Article about EIU anti-war march in the Mattoon Journal Gazette, Mon., March 3, 2003.

A day after the war in Iraq began with shock and awe, a sophomore athletic training major typed a scathing letter to the editor. “Are you really citizens?” he asked. “You become a citizen when you faithfully serve your country. All that you anti-war people have probably sacrificed is the time it took you to make those clever posters.”

He continued, “deep down I think that almost all of you anti-war protesters are concerned with is that there could be a draft and poor little Suzy and Timmy are going to be shipped off to war. Well I’m concerned too because I wouldn’t want even one of you anti-war protesters next to me on the battlefield watching my back.”

I hoped we could all agree that war is terrible but sometimes necessary. We should never be enthusiastic about going to war. However, if I was forced to choose in the face of imminent danger, I admit I’d rather stand next to the person who would fight alongside me than one who would refuse to pick up a weapon. As George Orwell once wrote, “we sleep safely in our beds because rough men stand ready in the night to visit violence on those who would harm us.”

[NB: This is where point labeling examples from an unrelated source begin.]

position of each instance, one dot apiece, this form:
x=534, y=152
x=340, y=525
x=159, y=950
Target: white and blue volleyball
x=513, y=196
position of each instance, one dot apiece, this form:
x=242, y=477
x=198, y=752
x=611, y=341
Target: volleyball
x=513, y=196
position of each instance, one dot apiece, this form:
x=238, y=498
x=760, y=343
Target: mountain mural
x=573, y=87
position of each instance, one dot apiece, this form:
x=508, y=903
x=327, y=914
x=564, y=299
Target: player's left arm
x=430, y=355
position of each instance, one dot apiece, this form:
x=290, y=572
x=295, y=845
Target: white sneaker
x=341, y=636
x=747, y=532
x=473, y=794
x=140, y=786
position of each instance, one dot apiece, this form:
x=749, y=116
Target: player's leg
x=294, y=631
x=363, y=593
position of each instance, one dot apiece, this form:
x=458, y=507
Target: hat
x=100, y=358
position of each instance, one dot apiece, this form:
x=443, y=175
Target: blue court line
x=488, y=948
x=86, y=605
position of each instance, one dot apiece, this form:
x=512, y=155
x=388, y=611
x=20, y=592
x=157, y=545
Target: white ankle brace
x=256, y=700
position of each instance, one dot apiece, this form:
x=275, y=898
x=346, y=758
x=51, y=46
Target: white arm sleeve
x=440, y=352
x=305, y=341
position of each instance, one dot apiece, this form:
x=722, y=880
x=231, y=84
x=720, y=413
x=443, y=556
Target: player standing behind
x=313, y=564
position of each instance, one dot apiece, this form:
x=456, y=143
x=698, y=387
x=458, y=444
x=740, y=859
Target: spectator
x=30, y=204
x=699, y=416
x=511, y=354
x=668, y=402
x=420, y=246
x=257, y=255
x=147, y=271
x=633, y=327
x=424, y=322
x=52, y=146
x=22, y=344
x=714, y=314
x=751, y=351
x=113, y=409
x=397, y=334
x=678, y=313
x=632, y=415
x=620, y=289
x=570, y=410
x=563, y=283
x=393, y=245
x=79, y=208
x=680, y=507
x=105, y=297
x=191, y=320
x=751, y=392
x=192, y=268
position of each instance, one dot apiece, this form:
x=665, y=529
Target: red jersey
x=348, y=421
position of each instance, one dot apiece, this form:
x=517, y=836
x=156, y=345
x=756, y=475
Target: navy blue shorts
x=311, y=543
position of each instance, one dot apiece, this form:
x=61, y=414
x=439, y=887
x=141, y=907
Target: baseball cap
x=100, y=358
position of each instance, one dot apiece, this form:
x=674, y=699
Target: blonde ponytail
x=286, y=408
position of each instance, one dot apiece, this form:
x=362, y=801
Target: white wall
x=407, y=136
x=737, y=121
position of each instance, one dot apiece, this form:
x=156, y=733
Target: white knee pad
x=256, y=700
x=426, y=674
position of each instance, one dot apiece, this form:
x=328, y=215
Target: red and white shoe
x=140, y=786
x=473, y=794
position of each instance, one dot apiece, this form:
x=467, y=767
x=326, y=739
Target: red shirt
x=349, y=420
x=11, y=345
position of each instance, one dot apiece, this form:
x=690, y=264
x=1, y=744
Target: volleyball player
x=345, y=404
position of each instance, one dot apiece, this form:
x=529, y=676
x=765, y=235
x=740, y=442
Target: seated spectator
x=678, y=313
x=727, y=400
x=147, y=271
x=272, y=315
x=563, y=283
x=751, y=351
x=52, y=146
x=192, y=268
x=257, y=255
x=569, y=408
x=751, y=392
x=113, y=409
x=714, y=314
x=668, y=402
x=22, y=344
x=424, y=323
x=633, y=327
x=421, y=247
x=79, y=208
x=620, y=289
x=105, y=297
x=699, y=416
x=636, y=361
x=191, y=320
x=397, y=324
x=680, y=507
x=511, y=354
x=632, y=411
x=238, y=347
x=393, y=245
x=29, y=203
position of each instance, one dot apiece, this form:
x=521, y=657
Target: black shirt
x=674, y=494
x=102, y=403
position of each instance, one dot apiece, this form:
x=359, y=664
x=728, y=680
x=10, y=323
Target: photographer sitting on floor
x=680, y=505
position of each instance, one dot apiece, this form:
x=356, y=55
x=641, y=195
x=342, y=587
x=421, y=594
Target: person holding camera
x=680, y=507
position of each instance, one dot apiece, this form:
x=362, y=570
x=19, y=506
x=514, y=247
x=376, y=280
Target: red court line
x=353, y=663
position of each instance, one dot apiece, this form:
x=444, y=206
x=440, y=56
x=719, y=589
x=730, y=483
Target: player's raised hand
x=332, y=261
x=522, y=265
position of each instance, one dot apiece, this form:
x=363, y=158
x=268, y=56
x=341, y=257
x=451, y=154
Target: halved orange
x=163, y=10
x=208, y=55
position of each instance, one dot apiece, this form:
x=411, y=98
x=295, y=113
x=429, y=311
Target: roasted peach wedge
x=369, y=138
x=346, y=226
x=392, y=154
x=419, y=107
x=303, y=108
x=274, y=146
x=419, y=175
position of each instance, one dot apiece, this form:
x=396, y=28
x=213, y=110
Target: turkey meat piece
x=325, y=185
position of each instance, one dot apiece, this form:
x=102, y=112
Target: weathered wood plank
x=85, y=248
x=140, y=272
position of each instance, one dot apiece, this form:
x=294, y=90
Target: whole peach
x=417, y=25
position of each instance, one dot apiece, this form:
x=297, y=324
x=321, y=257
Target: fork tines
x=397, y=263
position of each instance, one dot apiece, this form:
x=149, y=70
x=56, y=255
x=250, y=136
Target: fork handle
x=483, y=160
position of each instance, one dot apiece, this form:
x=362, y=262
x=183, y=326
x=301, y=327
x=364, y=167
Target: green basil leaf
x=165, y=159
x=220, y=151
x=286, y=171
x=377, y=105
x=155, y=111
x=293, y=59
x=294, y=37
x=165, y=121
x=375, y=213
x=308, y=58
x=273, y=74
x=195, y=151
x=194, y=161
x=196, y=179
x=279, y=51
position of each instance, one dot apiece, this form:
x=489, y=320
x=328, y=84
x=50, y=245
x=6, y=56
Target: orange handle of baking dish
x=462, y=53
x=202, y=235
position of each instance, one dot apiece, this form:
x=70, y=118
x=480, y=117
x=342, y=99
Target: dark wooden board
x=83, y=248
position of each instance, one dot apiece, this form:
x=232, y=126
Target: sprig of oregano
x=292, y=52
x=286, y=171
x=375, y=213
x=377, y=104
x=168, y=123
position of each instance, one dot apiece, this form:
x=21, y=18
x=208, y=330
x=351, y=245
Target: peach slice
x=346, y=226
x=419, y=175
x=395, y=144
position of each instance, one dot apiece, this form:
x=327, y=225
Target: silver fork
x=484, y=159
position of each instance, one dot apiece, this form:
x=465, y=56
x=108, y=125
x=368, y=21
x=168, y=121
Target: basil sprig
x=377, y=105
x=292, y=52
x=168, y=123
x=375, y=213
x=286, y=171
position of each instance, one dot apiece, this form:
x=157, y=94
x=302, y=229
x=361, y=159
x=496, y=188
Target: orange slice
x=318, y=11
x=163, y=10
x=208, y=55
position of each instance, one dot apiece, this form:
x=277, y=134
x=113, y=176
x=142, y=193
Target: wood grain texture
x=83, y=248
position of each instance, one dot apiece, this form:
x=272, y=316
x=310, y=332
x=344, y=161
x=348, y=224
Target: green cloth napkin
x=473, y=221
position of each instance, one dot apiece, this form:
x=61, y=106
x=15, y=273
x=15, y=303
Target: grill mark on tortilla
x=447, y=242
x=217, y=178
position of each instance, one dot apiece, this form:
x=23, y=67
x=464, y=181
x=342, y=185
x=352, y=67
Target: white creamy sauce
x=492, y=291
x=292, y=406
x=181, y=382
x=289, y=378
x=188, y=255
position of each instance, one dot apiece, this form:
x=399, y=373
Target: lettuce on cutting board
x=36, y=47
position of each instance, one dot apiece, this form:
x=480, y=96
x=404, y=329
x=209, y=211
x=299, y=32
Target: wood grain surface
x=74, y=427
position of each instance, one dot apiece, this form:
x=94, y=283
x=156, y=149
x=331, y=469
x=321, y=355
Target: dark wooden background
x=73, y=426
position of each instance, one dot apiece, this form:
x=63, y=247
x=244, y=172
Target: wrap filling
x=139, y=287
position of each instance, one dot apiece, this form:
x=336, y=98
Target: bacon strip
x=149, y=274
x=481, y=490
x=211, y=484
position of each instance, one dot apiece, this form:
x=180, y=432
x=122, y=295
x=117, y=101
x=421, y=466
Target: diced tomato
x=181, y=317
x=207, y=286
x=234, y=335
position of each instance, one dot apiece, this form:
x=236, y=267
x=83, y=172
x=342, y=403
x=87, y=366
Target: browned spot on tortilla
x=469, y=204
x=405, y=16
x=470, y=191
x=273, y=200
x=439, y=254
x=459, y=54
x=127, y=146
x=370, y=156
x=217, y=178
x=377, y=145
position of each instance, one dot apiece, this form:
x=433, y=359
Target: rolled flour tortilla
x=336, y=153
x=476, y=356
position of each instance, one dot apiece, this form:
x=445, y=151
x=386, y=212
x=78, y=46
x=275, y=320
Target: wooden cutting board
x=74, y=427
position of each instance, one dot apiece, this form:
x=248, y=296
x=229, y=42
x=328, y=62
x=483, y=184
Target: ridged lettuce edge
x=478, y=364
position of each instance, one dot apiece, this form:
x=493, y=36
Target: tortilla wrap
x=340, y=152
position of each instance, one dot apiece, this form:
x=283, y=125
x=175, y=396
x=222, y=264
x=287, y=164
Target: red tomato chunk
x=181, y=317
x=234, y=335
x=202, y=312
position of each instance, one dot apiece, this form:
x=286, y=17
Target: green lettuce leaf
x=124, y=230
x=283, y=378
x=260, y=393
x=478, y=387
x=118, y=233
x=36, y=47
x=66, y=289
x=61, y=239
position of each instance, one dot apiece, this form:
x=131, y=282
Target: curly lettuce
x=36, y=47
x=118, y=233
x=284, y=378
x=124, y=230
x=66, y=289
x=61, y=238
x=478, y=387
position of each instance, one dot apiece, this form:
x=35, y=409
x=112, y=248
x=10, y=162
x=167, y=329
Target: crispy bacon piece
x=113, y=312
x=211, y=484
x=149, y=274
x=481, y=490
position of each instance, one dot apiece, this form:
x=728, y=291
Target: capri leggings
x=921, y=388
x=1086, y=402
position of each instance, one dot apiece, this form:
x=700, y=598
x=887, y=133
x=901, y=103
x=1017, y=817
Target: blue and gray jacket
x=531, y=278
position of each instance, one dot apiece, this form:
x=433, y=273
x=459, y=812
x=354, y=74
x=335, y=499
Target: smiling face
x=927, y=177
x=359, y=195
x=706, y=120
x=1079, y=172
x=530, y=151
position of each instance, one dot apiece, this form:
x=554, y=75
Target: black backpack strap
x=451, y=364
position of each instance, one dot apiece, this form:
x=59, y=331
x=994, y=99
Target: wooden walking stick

In the end, what did these protests accomplish? No policymaker in Washington, DC was looking to students at Eastern Illinois University for guidance. But student activist Chris Lempa later told me this group of protestors showed there were people, even in this small community, willing to speak out against the war. This core group of activists went on to become journalists, work on political campaigns, run for public office, write blogs, and organize community groups like Coles County Buy Local. It all started there in the shadow of Old Main.